Underspecification of success: Defining what constitutes success is a huge outcome and metric-hacking problem. There is a reason so much time and resources are dedicated to choosing endpoints in clinical trials, so that evaluations cannot be gamed. Similarly, choosing what constitutes success for pharmaceutical forecasting at every stage of drug development is subject to external pressures.

One solution to resolving the omission bias problem is to move away from using binary measures of success such as drug approval/failure to using actual individual participant data from clinical trials which has much richer sources of variation to assess the clinical validity of in-vitro/in-silico/in-vivo models and assays. This was the basis of the program idea I developed last year during my time as a BRAINS Fellow with SpecTech, also on featured on ’s Gap Map database.
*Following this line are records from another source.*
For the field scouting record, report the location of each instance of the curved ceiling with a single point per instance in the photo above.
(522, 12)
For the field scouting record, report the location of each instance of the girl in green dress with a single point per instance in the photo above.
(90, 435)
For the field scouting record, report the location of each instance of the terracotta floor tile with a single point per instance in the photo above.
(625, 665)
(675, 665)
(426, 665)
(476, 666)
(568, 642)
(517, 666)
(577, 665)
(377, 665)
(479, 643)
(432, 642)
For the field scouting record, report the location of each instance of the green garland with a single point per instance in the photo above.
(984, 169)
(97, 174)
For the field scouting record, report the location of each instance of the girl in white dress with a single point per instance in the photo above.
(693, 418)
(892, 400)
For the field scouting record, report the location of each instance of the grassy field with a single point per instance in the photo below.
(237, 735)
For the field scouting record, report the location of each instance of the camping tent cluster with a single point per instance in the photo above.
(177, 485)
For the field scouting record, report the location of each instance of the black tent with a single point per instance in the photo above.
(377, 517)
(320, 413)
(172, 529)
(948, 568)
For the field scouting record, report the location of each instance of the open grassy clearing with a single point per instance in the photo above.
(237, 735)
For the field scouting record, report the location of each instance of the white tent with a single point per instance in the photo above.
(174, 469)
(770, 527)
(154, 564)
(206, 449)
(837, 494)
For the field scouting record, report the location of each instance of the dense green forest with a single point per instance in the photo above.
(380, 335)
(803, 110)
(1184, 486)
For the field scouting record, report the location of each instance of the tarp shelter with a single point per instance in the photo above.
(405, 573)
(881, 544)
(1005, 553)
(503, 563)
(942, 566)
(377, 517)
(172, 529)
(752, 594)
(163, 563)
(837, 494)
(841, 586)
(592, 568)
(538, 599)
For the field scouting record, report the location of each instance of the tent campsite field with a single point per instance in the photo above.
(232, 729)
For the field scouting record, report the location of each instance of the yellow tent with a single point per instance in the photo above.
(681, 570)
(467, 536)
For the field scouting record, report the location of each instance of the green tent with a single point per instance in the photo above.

But there are even more important reasons to use individual patient-level data to evaluate translational forecasts — to reduce the risk of surrogate paradoxes and other clinical trial failures that amount to getting the therapeutic benefit-adverse effect tradeoff wrong.

In principle, a translational analogs of clinical assurance for every tool and model used for drug development would be the principled approach to keeping track of their effectiveness. AI in drug development is not merely about evaluating therapeutic candidates during hit and lead optimization, but also useful to severely test the translational and clinical validity of drug development tools — all in-vitro, in-silico, in-vivo tools individually and jointly for their capacity to generate clinically valid forecasts. Even without raw preclinical and clinical trial datasets, however, there are a multitude of clever approaches to mitigating the biases from the sequential nature of clinical development.